Wenn die Beziehung ihrer Eltern endet und eine Trennung oder Scheidung ansteht, geraten Kinder und Jugendliche nicht selten unter die Räder. „Schwerwiegende Probleme auf der Paarebene können den Blick auf die Kinder verstellen“, so Monika Miller. Sie ist bei der Caritas Fachleiterin im Bereich Soziale Hilfen. „Es gibt Eltern, die in solchen Situationen nicht mehr miteinander reden und nur noch über Anwälte kommunizieren“, sagt Miller.

Kinder leiden in mehrfacher Hinsicht

Eine Mischung aus Ärger, Kränkungen und Ängsten, die bei den Eltern hochkocht, schränkt die Wahrnehmung auf Sohn oder Tochter ein. Die Wut auf den Partner ist dann teilweise so groß, dass Mutter und Vater die Bedürfnisse und Interessen ihrer Kinder aus den Augen verlieren, selbst wenn sie miteinander um die Kinder streiten, etwa in Sorgerechts- und Umgangsrechtsverfahren. In solchen Fällen schlägt das Familiengericht dann oftmals eine psychologische Beratung auf freiwilliger Basis vor.
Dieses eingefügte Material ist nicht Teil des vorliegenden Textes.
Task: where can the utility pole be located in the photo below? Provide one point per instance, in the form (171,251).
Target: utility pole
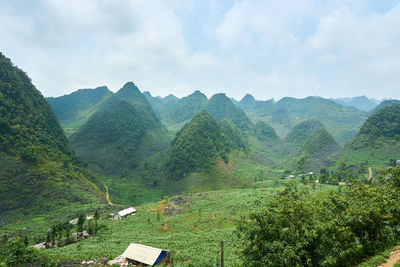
(222,253)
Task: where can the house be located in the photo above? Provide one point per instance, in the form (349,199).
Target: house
(140,254)
(40,245)
(73,221)
(123,213)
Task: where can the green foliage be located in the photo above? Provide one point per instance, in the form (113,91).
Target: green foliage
(256,108)
(221,107)
(196,147)
(381,130)
(18,254)
(74,110)
(266,133)
(311,144)
(118,138)
(37,169)
(296,228)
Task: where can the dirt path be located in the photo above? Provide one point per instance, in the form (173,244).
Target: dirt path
(107,195)
(394,257)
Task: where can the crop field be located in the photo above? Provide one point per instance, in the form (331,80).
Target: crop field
(190,226)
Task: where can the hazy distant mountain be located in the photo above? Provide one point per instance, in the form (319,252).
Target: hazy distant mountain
(74,110)
(184,109)
(360,102)
(380,130)
(116,139)
(256,107)
(196,147)
(221,107)
(161,105)
(311,141)
(37,171)
(384,104)
(342,122)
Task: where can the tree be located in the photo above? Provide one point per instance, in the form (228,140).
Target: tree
(96,217)
(81,221)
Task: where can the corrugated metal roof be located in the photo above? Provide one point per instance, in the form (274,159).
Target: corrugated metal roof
(127,211)
(141,253)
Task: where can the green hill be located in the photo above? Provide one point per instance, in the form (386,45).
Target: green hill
(37,171)
(161,105)
(118,138)
(184,110)
(196,147)
(342,122)
(221,107)
(359,102)
(380,130)
(310,144)
(74,110)
(383,104)
(255,107)
(265,132)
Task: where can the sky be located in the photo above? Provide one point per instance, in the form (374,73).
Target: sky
(270,49)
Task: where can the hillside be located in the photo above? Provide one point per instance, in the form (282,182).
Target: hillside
(74,110)
(184,110)
(342,122)
(359,102)
(383,104)
(380,130)
(161,105)
(311,142)
(115,140)
(221,107)
(255,107)
(196,147)
(265,132)
(37,171)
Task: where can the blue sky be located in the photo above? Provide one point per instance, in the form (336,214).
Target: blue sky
(270,49)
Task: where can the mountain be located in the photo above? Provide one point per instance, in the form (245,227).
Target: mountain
(380,130)
(161,105)
(131,94)
(221,107)
(311,141)
(342,122)
(184,109)
(384,104)
(196,147)
(37,171)
(74,110)
(117,138)
(360,102)
(265,132)
(255,107)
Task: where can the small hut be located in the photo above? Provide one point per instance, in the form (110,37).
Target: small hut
(139,254)
(123,213)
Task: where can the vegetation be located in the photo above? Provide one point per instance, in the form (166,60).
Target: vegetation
(74,110)
(311,144)
(196,147)
(295,228)
(117,139)
(37,169)
(221,107)
(381,130)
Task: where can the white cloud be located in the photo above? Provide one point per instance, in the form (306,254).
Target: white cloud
(267,48)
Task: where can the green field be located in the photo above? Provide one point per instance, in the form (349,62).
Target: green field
(195,226)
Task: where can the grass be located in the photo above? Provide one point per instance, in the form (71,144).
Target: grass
(192,233)
(379,259)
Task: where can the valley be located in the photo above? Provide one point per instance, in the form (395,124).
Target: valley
(198,170)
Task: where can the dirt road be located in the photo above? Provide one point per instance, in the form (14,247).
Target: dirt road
(107,195)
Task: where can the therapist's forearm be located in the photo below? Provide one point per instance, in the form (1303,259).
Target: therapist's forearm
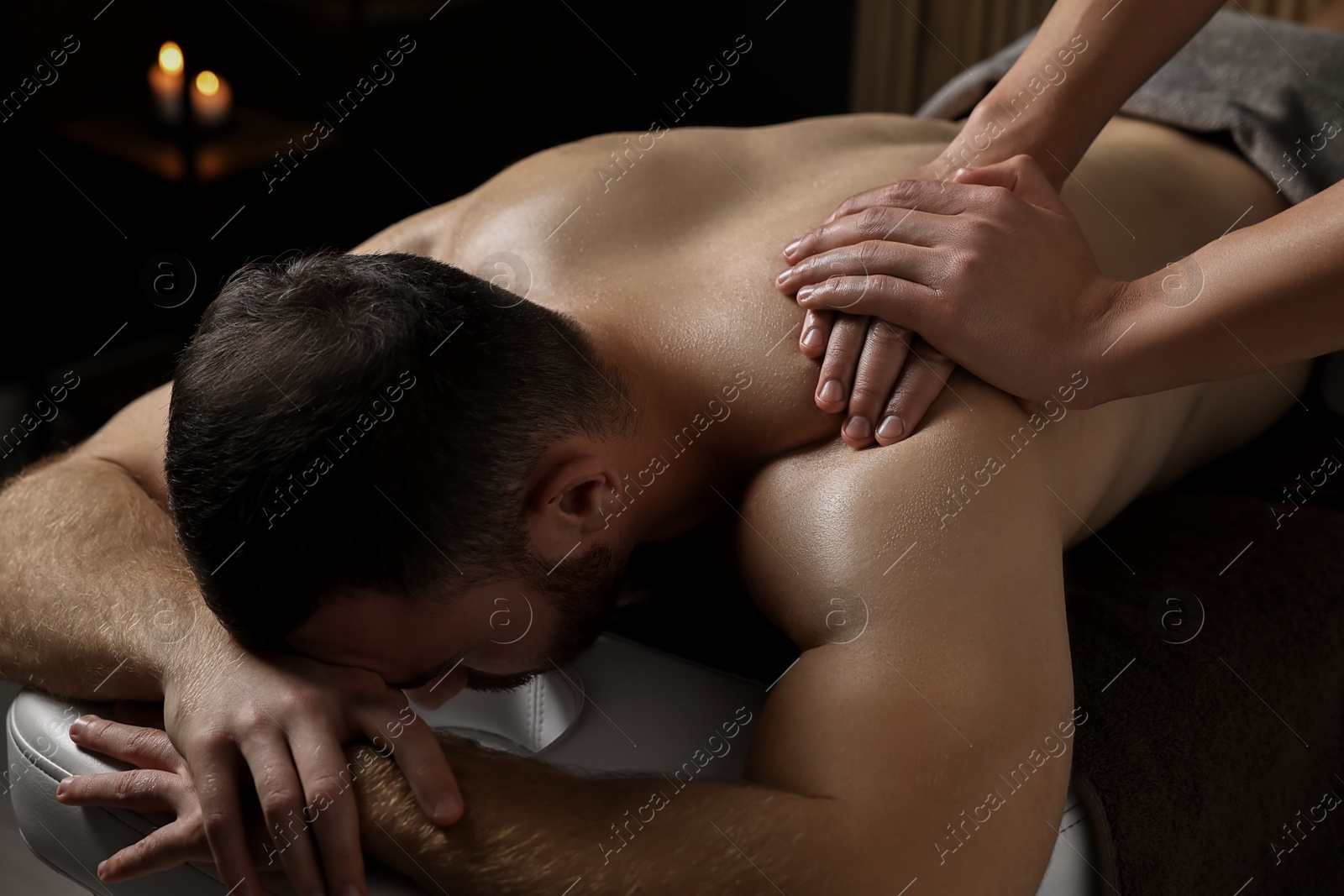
(1263,296)
(1079,69)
Wie wirkt sich ein Rosenkrieg auf die Jüngsten aus? „Die Kinder leiden in vielerlei Hinsicht“, sagt Monika Miller. Wenn sich Vater und Mutter nicht mehr verstehen, belastet allein das schon den Nachwuchs. Eine Trennung bringt sie in einen Loyalitätskonflikt. Nicht selten geben sich die Kinder selbst die Schuld daran, dass die Beziehung der Eltern gescheitert ist. Noch schwieriger wird es allerdings, wenn sie in Streitereien hineingezogen werden und zum Zankapfel werden. „Wenn Eltern ihnen gegenüber schlecht voneinander sprechen, belastet das noch viel mehr“, erklärt die Sozialpädagogin.
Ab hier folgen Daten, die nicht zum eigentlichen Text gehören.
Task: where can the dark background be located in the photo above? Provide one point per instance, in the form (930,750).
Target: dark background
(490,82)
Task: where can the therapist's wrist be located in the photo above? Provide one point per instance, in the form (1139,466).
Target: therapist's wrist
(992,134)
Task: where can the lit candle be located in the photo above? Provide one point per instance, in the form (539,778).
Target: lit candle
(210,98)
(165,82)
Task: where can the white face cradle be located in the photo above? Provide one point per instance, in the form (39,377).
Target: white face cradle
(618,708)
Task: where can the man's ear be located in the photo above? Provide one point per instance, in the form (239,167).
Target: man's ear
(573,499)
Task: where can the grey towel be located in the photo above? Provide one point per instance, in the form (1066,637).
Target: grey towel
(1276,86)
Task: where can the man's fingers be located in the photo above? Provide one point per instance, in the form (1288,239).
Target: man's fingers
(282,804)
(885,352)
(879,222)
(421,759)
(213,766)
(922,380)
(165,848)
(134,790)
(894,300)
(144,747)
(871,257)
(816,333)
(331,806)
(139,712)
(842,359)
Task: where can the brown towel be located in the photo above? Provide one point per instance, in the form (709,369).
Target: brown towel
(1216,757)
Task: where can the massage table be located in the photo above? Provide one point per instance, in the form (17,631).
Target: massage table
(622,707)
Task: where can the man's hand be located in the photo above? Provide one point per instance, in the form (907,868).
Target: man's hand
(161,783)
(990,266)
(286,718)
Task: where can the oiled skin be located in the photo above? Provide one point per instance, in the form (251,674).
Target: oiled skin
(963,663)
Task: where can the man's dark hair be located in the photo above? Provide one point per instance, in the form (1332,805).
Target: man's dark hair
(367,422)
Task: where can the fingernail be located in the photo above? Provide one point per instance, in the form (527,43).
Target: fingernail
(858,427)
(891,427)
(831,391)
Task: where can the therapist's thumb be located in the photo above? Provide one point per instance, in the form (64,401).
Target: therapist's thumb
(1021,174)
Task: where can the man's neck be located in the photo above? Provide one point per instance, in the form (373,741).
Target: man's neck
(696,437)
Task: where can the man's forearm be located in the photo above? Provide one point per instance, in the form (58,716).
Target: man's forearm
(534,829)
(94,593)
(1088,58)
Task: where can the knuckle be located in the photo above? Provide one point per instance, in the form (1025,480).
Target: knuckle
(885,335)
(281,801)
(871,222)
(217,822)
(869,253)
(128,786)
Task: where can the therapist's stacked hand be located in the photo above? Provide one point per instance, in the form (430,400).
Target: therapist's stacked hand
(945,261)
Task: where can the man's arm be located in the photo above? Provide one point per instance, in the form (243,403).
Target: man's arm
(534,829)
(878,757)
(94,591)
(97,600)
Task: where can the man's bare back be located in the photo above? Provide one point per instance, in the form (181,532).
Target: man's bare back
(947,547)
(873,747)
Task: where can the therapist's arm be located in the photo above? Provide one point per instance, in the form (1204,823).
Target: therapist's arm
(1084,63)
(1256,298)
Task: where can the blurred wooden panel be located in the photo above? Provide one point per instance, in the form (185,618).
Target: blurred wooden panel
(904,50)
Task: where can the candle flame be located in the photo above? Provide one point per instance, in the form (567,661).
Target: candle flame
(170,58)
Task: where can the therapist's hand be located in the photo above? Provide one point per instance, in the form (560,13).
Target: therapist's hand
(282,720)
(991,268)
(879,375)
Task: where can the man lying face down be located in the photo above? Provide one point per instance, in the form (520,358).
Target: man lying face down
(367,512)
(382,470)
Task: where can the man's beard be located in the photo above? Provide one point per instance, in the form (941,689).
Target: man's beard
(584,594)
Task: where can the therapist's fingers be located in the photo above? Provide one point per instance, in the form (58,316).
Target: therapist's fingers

Großer Zusammenbruch bleibt oft nicht aus

Nicht immer ist sofort ersichtlich, wie sehr die Kinder leiden. Manche verhalten sich sogar besonders angepasst. „Sie fühlen sich verantwortlich und denken, sie müssten funktionieren“, sagt Monika Miller. Wie es ihnen geht, sehe man ihnen nicht direkt an. Irgendwann komme es jedoch unweigerlich zum großen Zusammenbruch. Einige Kinder sind unkonzentriert in die Schule, manche schwänzen den Unterricht oder brechen komplett ab. Bei anderen entwickeln sich Ängste und Schlafstörungen. Wiederum andere verletzen sich selbst. Bei der Beratung der Caritas ist deshalb eine Heilpädagogin beteiligt, die darauf ihren Blick richtet.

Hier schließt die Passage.